Wanita berusia 21 tahun di Guangdong kehilangan penglihatan di mata kanan, setelah bermain Honor of King selama 24 jam tanpa henti.

Menjadi salah satu game dengan 200 juta member dan sangat populer. Bahkan media memberikan sebagai Racun, karena membuat orang kecanduan.

Bermain game di smartphone dengan maraton membuat mata buta

Dia adalah pengemar berat permainan multiplier online. Tiba tiba mata kanannya tidak dapat melihat di malam hari. Dia di diagnosis menderita oklusi arteri retina yang berdampak kebutaan.

Dokter mengatakan kejadian oklusi arteri retina umum terjadi pada orang tua, dan jarang sekali terkena anak muda. Penyebabnya ketegangan mata yang parah.
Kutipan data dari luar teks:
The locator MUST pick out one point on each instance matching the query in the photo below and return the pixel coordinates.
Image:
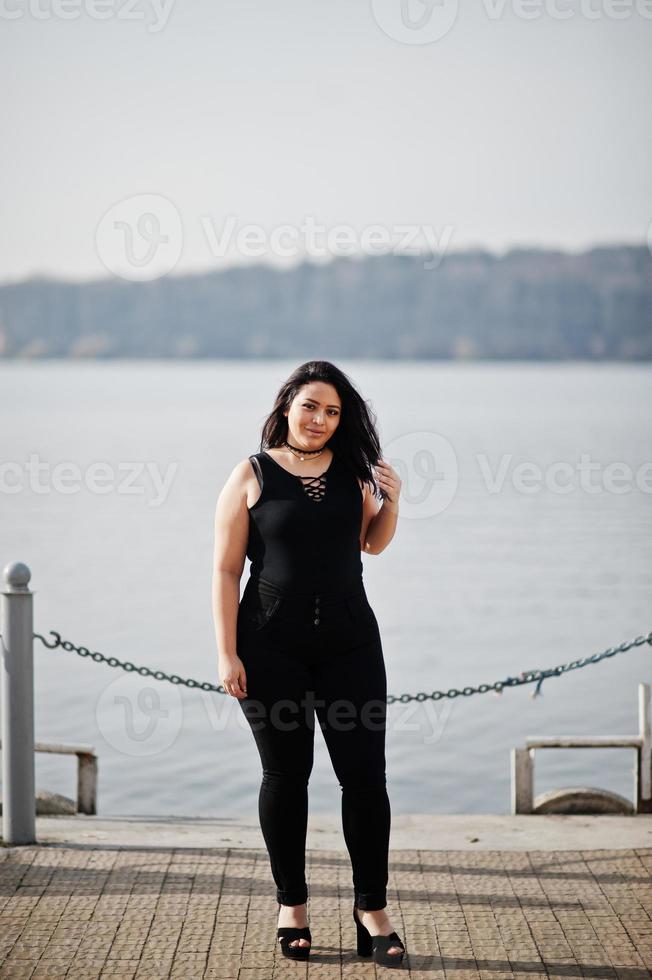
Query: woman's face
(313, 415)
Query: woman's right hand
(233, 676)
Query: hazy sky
(501, 123)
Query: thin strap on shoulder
(257, 470)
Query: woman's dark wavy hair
(355, 441)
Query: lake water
(476, 586)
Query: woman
(304, 637)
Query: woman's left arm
(381, 522)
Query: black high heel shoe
(286, 934)
(378, 945)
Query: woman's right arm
(231, 535)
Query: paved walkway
(76, 908)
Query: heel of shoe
(363, 937)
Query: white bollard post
(16, 626)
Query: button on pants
(308, 655)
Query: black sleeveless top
(304, 532)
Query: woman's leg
(284, 734)
(351, 691)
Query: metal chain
(525, 677)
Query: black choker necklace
(303, 452)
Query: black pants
(317, 654)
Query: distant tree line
(528, 303)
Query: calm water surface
(479, 583)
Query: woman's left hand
(388, 480)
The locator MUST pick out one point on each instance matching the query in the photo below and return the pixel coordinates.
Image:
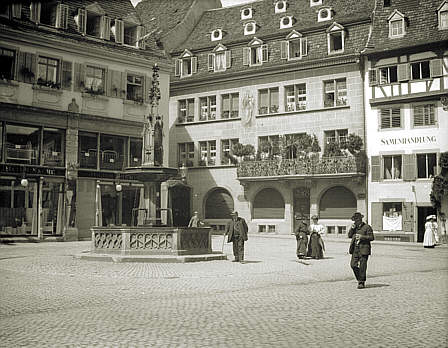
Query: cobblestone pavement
(48, 298)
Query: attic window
(280, 6)
(216, 35)
(286, 22)
(250, 28)
(246, 13)
(324, 14)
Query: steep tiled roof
(422, 25)
(229, 20)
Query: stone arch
(268, 203)
(218, 204)
(337, 202)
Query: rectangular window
(390, 118)
(392, 167)
(335, 93)
(47, 71)
(186, 154)
(95, 78)
(134, 88)
(7, 63)
(268, 101)
(208, 108)
(186, 110)
(295, 97)
(388, 75)
(207, 153)
(426, 165)
(420, 70)
(424, 115)
(227, 150)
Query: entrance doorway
(423, 212)
(301, 204)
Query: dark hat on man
(357, 214)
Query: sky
(223, 2)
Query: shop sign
(426, 139)
(31, 170)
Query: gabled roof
(422, 25)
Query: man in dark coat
(301, 233)
(360, 249)
(237, 231)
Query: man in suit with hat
(237, 231)
(360, 249)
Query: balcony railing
(304, 166)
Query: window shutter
(246, 55)
(435, 66)
(119, 31)
(16, 10)
(211, 62)
(377, 216)
(228, 59)
(373, 77)
(375, 165)
(141, 32)
(403, 72)
(177, 65)
(105, 28)
(284, 49)
(409, 167)
(264, 53)
(35, 12)
(304, 46)
(79, 77)
(66, 82)
(82, 20)
(61, 16)
(194, 65)
(408, 216)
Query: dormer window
(250, 28)
(216, 35)
(324, 14)
(396, 24)
(335, 38)
(256, 53)
(294, 47)
(220, 59)
(442, 13)
(280, 6)
(286, 22)
(186, 65)
(246, 13)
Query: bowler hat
(357, 214)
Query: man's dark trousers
(238, 247)
(359, 264)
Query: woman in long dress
(430, 230)
(316, 245)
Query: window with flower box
(335, 93)
(207, 108)
(268, 101)
(230, 105)
(186, 111)
(227, 150)
(186, 154)
(207, 153)
(295, 97)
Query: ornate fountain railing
(305, 166)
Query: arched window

Si pasien bekerja di bidang keuangan tapi terobsesi ingin menjadi raja kehormatan awal tahun ini. Di akhir pekan dia terus bermain game mulai bangun jam 6 pagi. Saya tidak tidur sampai jam 5 sore, bahkan lupa makan dan ke kamar mandi.

Orang tuanya sudah memperingatkan jangan berlebihan bermain permainan di smartphone nanti bisa buta. Hasilnya memang benar.
Karena permainan begitu menantang, ini menjadi babak terakhir saya dan saya tidak bisa berhenti.
Dia sedang dirawat di rumah sakit, diharapkan dokter masih berusaha untuk menyelamatkan penglihatannya.